I know there are still so many parenting-related topics I can write about but somehow the motivation seems to be missing. The ideas are not as forthcoming as before, and if they do come, the dopamine-inducing part of my brain seems to have fallen asleep. I'm sure I'm burnt out, I lack inspiration and I have this tendency of being easily bored with routine.
Juggling a myriad of responsibilities as a SAHM/WAHM is not as fun as it used to be. While I cannot quit being a SAHM till kingdom come (well, I'm exaggerating here for effect!), I would like to take a break from writing a piece every two weeks. I don't mind the other adhoc writing or publishing-related jobs but having to stick and commit to a fortnightly one is becoming quite a drag. If only it can be as easy as having to brush your teeth everyday.

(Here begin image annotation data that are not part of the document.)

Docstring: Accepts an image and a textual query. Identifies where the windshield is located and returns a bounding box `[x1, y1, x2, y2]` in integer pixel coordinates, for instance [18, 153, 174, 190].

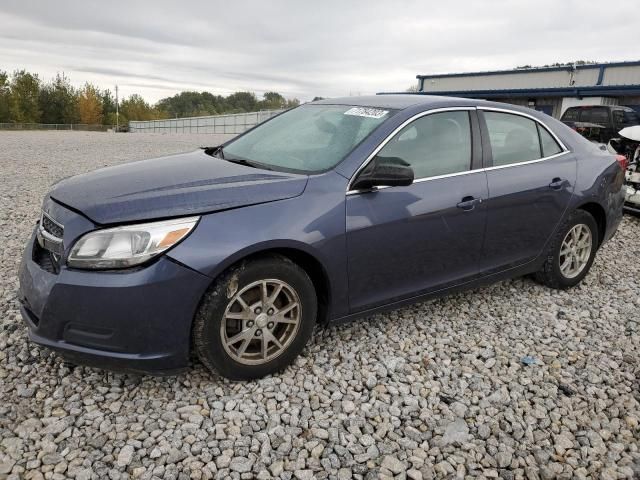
[224, 105, 395, 173]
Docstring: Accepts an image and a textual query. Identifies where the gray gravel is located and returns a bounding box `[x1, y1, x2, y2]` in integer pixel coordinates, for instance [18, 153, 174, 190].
[0, 132, 640, 480]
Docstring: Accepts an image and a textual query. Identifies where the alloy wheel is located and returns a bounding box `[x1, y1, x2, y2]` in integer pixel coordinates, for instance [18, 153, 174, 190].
[558, 223, 593, 278]
[220, 279, 302, 365]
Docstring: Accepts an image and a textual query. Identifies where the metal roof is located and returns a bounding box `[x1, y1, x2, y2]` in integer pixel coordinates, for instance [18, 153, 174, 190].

But what's holding me back from taking this break is the regular monthly cheque I get at the end of the month. The amount is nothing to shout about but it still counts for something. It could pay for our trip to Hong Kong last year. It could help subsidise our monthly grocery bill. It's a pathetic sum in fact, compared to what I used to get as a FTWM (fulltime working mom), but of course, that's comparing an apple with an orange. But simply for comparison's sake in terms of monetary rewards, it amounts in one year, to what I used to get in one month or less....
So what should I do with this dilemma? I'm afraid that if I take a break, I might never want to return (if they still want me that is), and not having something regular to keep me 'grounded' is also something not very good. Can I find a different activity that does not cost me any more time than I can ill afford, something that pays (even if not much), and something that can activate my dopamines and give me a thrilling rollercoaster ride?
Is this just a passing phase, mid-life crisis, prolonged boredom, or worse depression? I sure sound rather manic with all this griping and self-analysis. I wish my responsibilities cover only cooking, chauffering (I can live with this I guess) and childminding (no choice for this one), unless I can afford a housekeeper, cook, private tutor/governess and driver. I dislike cleaning, tidying, laundry and ironing. And as much as I love my dog and garden, I sometimes wish someone else could feed, bathe, groom the furry boy and water, pluck and trim the plants and weeds etc. Then I'd have time to exercise more, get facials, massages, watch movies, take up a hobby! Oh, but all those require a fair bit of dollars which a SAHM like me does not have.
Nevertheless, I should count my blessings that I have enough food to eat, a roof over my head, an old car to drive, caring family members and a loving but strong-willed kid to hug (and nag at!) and I believe, a God who knows what's good for me.
And now, I must gather some bits of grey matter, spice them up with dopamine and start writing a piece for that parenting column!